Medicamentos antibióticos

Os antibióticos que merecem destaque são: vancomicina, amicacina, cefalexina, clindamicina, imipenem, oxacilina, ampicilina, cefalotina, ceftriaxona, azitromicina, ciprofloxacina, metronidazol, amoxacilina, ceftazidima e gentamicina.

O medicamento vancomicina é classificado como antibiótico e anti- bacteriano. É indicado no tratamento de endocardite bacteriana, infecção articular por estafilococos, infecção óssea e septicemia bacteriana. Sua administração é endovenosa.

Os pacientes em uso de vancomicina podem apresentar, como efeitos colaterais: alterações no sangue, arrepios, hipertermia, náusea, queda de pressão arterial, reações alérgicas, vasculite, vertigem, êmese e zumbido nos ouvidos.

Cuidados específicos por parte da enfermagem quanto à vancomicina:

  • Atentar para a forma de apresentação, a dosagem e a via de administração prescritas pelo médico.
  • A administração endovenosa deve seguir o protocolo da instituição sobre diluição de antibióticos. A diluição e o tempo de infusão são determinados por protocolos institucionais elaborados pela CCIH e Farmácia, específicos conforme o tipo de antibiótico, a dosagem, a indicação do medicamento e a idade do paciente (adulto ou criança).
  • Orientar o paciente a não deixar o leito sem estar acompanhado por profissionais de enfermagem, devido ao risco de queda causado por efeitos colaterais (queda de pressão arterial e vertigem).
  • Atentar para sinais e sintomas dos efeitos colaterais.

O medicamento amicacina é classificado como antibiótico e antibacteriano, indicado no tratamento de infecção do trato biliar, infecção óssea, infecção articular, infecção do sistema nervoso central, infecção intra-abdominal, pneumonia por gram-negativo, septicemia bacteriana, infecção de pele e tecidos moles e infecção urinária. Sua administração pode ser endovenosa ou intramuscular.

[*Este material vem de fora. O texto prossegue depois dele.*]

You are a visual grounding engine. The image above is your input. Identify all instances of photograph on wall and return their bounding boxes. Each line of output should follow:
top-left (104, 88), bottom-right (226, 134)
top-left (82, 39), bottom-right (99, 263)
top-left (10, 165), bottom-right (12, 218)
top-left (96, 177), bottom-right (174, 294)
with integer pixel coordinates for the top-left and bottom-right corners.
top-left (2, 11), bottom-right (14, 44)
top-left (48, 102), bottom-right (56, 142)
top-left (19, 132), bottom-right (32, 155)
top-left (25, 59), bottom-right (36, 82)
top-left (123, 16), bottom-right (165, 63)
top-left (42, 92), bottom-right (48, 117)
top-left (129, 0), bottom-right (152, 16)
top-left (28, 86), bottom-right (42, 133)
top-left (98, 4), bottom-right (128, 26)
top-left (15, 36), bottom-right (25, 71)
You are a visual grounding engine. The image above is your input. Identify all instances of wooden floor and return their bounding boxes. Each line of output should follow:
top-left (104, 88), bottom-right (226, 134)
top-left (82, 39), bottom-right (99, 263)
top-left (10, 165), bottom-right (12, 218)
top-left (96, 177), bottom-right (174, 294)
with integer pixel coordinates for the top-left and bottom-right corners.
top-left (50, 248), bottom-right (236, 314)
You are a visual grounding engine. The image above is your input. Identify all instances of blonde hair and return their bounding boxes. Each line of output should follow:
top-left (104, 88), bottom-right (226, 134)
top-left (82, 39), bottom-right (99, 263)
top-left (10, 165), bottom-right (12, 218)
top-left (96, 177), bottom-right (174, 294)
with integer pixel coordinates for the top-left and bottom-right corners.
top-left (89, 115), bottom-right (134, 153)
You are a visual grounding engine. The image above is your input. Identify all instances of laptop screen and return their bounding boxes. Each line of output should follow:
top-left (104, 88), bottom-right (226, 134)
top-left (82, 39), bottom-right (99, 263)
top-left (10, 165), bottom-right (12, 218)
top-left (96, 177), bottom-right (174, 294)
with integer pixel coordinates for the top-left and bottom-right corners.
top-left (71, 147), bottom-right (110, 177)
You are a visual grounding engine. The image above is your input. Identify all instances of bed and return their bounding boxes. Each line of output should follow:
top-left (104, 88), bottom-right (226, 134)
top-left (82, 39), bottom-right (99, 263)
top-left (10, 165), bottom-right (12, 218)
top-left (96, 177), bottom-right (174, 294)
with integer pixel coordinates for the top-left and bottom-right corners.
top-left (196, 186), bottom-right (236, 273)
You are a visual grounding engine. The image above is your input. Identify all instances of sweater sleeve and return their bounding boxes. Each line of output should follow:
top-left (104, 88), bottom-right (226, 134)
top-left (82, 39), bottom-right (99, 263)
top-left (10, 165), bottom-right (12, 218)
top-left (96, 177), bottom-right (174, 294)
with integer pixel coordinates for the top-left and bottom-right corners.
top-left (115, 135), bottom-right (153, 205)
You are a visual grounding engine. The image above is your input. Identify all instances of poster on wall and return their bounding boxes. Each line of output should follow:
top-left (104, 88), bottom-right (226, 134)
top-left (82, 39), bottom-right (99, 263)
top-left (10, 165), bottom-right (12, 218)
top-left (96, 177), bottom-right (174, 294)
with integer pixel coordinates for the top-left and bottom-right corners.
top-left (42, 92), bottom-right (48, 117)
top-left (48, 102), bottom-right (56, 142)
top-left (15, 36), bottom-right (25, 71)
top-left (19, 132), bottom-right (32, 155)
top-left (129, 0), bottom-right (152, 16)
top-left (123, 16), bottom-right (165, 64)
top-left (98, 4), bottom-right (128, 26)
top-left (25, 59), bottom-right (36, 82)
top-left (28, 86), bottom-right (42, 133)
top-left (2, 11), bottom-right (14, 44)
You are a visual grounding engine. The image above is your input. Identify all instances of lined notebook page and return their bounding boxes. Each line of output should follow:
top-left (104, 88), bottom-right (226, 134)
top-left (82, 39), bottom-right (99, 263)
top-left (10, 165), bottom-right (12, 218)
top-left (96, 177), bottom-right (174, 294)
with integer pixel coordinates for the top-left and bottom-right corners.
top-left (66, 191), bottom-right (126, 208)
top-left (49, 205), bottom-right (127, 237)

Os pacientes em uso de amicacina podem apresentar, como efeitos colaterais: toxicidade renal, neurotoxicidade, toxicidade auditiva e toxicida de vestibular.

Cuidados específicos por parte da enfermagem quanto à amicacina:

  • Atentar para a forma de apresentação, a dosagem e a via de administração prescritas pelo médico.
  • Nos casos de administração endovenosa, o medicamento deve ser diluído em solução fisiológica 0,9% (100 ml).
  • Atentar para sinais e sintomas dos efeitos colaterais.

O medicamento cefalexina é classificado como antibiótico e antibacteriano, sendo indicado no tratamento de amigdalite, faringite, infecção articular, infecção de pele e tecidos moles, infecção orofacial por anaeróbios, infecção por cocos gram-positivos, infecção urinária, otite média e pneumonia. Sua administração pode ser por via oral (comprimidos, drágeas, suspensão oral e gotas) ou endovenosa.

Os pacientes em uso de cefalexina podem apresentar, como efeitos colaterais: candidíase oral, candidíase vaginal, cefaleia, diarreia e diminuição de protombina no sangue.

Cuidados específicos por parte da enfermagem quanto à cefalexina:

  • Atentar para a forma de apresentação, a dosagem e a via de administração prescritas pelo médico.
  • A administração endovenosa deve seguir o protocolo da instituição sobre diluição de antibióticos. A diluição e o tempo de infusão são determinados por protocolos institucionais elaborados pela CCIH e Farmácia, específicos conforme o tipo de antibiótico, a dosagem, a indicação do medicamento e a idade do paciente (adulto ou criança).
  • Atentar para sinais e sintomas dos efeitos colaterais.

O medicamento clindamicina é classificado como antibiótico, antibacteriano e antiprotozoário. É indicado no tratamento de infecção articular, infecção de pele e tecidos moles, infecção intra-abdominal, infecção óssea, infecção pélvica em mulheres, infecção orofacial por anaeróbios, infecção por gram-positivo, pneumonia, septicemia e vaginite por gardnerella. Sua administração pode ser por via oral (cápsula) ou endovenosa.

Os pacientes em uso de clindamicina podem apresentar como efeitos colaterais: abcesso estéril, alteração do nível de bilirrubina, alterações no sangue, choque anafilático, diarreia intensa com presença de muco, icterícia, dor abdominal, náusea e diminuição do apetite.

Cuidados específicos por parte da enfermagem quanto à clindamicina:

  • Atentar para a forma de apresentação, a dosagem e a via de administração prescritas pelo médico Atentar para sinais e sintomas dos efeitos colaterais.

O medicamento imipenem é classificado como antibiótico de amplo espectro e antibacteriano, sendo indicado no tratamento de endocardite bacteriana, infecção articular, infecção de pele e de tecidos moles, infecção intra-abdominal, infecção óssea, infecção pélvica em mulheres, infecção urinária, pneumonia e septicemia. Sua administração dá-se por via intramuscular ou endovenosa.

Os pacientes em uso de imipenem podem apresentar, como efeitos colaterais: sialorreia, cansaço, diarreia, fraqueza, inflamação na língua, náusea, reação alérgica, sudorese, tromboflebite e êmese.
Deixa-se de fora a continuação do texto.